The modulation of the recognition site is of great significance to the development of highly selective and sensitive fluorescent sensors, and the promotion of response speed for various on-site applications.

 

However, it has rarely been focused on the crucial thermodynamic factor related to the preferential combination between the recognition site and the target molecules neither from the aspect of experimental investigation nor theoretical simulation.

 

The research group led by Prof. DOU Xincun from the Xinjiang Technical Institute of Physics & Chemistry of the Chinese Academy of Sciences (CAS) has proposed a highly efficient respond speed accelerating strategy for the on-site detection of the hazardous hydrazine (N₂H₄) through precisely modulating the non-covalent interaction between the ester bond and hydrazine.

 

This study was published in Cell Reports Physical Science on May 2.

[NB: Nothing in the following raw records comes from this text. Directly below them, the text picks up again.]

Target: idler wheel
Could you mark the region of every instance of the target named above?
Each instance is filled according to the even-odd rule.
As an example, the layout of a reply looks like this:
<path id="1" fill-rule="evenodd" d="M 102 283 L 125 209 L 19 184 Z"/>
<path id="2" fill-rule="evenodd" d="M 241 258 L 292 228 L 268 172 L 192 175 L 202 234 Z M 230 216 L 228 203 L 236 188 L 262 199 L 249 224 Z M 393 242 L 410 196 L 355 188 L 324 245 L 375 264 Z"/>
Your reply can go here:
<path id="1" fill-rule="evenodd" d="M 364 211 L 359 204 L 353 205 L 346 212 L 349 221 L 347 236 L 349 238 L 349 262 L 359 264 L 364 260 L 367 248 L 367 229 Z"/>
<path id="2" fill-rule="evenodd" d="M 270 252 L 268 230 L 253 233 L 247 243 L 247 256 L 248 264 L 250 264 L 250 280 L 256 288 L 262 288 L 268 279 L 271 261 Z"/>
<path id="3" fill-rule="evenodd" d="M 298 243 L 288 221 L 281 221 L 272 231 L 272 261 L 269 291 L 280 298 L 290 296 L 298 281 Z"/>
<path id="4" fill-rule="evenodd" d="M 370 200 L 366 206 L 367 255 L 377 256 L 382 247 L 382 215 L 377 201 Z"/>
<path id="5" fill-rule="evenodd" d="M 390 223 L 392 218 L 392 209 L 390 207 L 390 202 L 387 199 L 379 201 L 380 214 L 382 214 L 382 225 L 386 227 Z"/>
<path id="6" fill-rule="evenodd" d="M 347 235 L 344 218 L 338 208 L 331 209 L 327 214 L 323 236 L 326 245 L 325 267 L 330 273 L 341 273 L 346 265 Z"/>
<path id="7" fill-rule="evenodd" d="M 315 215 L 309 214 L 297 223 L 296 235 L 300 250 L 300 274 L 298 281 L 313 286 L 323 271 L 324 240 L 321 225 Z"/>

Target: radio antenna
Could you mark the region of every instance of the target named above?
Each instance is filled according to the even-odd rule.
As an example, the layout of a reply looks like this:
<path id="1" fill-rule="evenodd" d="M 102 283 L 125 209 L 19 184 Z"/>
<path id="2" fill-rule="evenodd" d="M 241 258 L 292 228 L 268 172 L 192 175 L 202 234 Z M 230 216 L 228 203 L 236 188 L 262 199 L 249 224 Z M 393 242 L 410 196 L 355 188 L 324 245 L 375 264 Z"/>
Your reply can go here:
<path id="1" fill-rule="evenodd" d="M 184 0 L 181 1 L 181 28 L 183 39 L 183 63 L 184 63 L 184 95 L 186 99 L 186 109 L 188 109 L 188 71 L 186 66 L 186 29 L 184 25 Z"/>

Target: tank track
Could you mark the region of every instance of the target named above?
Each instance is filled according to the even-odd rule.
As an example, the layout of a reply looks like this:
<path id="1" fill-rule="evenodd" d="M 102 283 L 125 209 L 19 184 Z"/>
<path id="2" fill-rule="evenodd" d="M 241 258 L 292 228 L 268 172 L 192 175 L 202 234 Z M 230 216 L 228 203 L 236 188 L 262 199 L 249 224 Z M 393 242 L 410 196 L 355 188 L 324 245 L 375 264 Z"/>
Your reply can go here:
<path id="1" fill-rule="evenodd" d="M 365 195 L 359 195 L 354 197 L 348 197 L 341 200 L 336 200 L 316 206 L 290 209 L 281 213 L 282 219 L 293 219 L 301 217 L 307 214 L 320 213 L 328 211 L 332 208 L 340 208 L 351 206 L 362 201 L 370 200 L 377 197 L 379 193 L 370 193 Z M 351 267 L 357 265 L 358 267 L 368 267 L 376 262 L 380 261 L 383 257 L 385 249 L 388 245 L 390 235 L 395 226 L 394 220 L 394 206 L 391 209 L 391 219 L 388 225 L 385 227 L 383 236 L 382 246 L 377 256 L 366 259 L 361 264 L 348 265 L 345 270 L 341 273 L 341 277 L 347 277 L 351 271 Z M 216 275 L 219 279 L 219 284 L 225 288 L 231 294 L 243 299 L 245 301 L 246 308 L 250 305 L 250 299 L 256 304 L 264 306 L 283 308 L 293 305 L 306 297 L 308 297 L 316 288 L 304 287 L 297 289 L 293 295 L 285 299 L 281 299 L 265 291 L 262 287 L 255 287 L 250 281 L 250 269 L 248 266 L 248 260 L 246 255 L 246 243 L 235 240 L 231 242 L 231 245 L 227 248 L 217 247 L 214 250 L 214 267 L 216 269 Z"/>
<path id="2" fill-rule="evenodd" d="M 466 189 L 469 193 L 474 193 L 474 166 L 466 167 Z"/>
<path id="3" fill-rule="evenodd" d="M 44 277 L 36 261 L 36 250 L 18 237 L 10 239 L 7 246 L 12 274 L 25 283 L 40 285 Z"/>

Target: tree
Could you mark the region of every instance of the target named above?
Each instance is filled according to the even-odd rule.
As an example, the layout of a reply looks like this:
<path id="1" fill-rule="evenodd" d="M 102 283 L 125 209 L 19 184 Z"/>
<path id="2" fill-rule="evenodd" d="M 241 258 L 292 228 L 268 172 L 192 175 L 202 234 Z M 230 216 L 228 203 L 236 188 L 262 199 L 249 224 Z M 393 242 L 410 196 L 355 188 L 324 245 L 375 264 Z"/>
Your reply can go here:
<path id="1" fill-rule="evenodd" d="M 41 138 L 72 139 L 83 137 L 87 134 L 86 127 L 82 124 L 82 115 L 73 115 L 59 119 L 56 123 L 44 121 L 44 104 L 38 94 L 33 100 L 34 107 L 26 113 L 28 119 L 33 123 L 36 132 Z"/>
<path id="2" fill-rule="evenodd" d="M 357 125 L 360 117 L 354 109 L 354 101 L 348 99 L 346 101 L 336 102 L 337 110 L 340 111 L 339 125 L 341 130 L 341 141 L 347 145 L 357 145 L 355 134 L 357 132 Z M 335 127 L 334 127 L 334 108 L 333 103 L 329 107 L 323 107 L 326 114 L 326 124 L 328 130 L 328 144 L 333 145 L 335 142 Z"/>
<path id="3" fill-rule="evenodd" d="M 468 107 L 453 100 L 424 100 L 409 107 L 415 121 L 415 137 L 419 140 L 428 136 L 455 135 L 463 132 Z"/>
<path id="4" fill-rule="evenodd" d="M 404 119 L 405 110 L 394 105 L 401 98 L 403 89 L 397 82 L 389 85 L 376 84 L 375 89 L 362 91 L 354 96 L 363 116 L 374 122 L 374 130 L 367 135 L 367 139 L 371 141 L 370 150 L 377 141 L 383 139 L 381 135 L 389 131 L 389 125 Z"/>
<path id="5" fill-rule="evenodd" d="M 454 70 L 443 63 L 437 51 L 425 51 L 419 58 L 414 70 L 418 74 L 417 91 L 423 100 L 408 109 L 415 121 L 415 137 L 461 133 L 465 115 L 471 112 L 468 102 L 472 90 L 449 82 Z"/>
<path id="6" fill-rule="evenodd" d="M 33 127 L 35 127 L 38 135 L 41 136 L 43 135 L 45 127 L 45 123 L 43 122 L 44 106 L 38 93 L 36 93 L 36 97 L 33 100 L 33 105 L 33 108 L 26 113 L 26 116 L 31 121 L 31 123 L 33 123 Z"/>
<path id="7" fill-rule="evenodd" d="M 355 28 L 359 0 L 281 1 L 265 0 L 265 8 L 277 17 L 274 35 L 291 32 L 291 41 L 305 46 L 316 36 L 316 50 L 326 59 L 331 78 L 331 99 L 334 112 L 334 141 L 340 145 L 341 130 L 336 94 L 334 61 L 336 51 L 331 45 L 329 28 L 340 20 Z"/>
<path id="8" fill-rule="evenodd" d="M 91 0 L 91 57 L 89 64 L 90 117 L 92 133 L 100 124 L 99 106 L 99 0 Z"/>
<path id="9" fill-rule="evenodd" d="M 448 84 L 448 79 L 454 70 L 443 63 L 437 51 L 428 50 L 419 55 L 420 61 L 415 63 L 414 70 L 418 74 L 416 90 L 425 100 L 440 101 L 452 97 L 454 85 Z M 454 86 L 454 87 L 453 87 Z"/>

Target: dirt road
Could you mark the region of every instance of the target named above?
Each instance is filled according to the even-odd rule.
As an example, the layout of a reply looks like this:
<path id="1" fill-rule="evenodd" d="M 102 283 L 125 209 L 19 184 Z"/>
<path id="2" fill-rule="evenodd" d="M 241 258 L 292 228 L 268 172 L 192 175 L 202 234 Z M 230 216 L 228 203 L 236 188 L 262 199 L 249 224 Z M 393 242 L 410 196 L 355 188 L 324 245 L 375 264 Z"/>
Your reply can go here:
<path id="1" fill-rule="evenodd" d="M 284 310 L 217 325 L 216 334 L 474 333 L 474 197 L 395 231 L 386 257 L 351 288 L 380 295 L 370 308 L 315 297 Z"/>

The modulation strategies of the recognition site on the trace hydrazine detecting fluorescent probes (Image by LI Jiguang)

 

The fluorescein was esterified with 3-cyanobenzoic acid, 3-fluorobenzoic acid and 3-nitrobenzoic acid respectively, and thus three structurally similar intramolecular charge transfer (ICT) fluorescein-based probes (F-CN, F-F and F-NO₂) were obtained through the change of R-benzene groups (R=-CN, -F and -NO₂).

 

For the purpose of boosting the response speed of fluorescent probe in chemical reaction system, the thermodynamic force of the recognition site was regulated considering the influence from the electrostatic effect and the shielding effect of the R-benzene group adjacent to the recognition site.

 

Through quantum chemical and molecular dynamic analysis, it was found that the designed fluorescent probe enables a high electrostatic potential for the ester bond to strongly combine with the target electrostatically negative hydrazine (-35.96 kcal/mol), as well as a moderate shielding effect and a favorable inverse Gibbs free energy barrier, thus, ensuring the effective combination with hydrazine to boost the response speed.

 

The strong electrostatic combine capability, the moderate shielding effect and the favorable inverse Gibbs free energy barrier, together ensured the F-CN probe to possess the most effective combination and reaction with hydrazine with a LOD as low as 2 nM (64 ppt) and a boosted light up time of 2-3 s, which is much more superior than the previously reported fluorescent probes which generally need 600-3600 s to respond.

 

Furthermore, the applicability of the proposed F-CN probe for the rapid, on-site and reliable detection of hydrazine was demonstrated by the exploration of a portable fluorescence detector with promising utilization.

 

“The present investigation would facilitate the accurate exploration of fluorescent probes for ultrasensitive and rapid chemical sensing, as well as the establishment of non-covalent interaction investigation for various applications,” said Prof. DOU.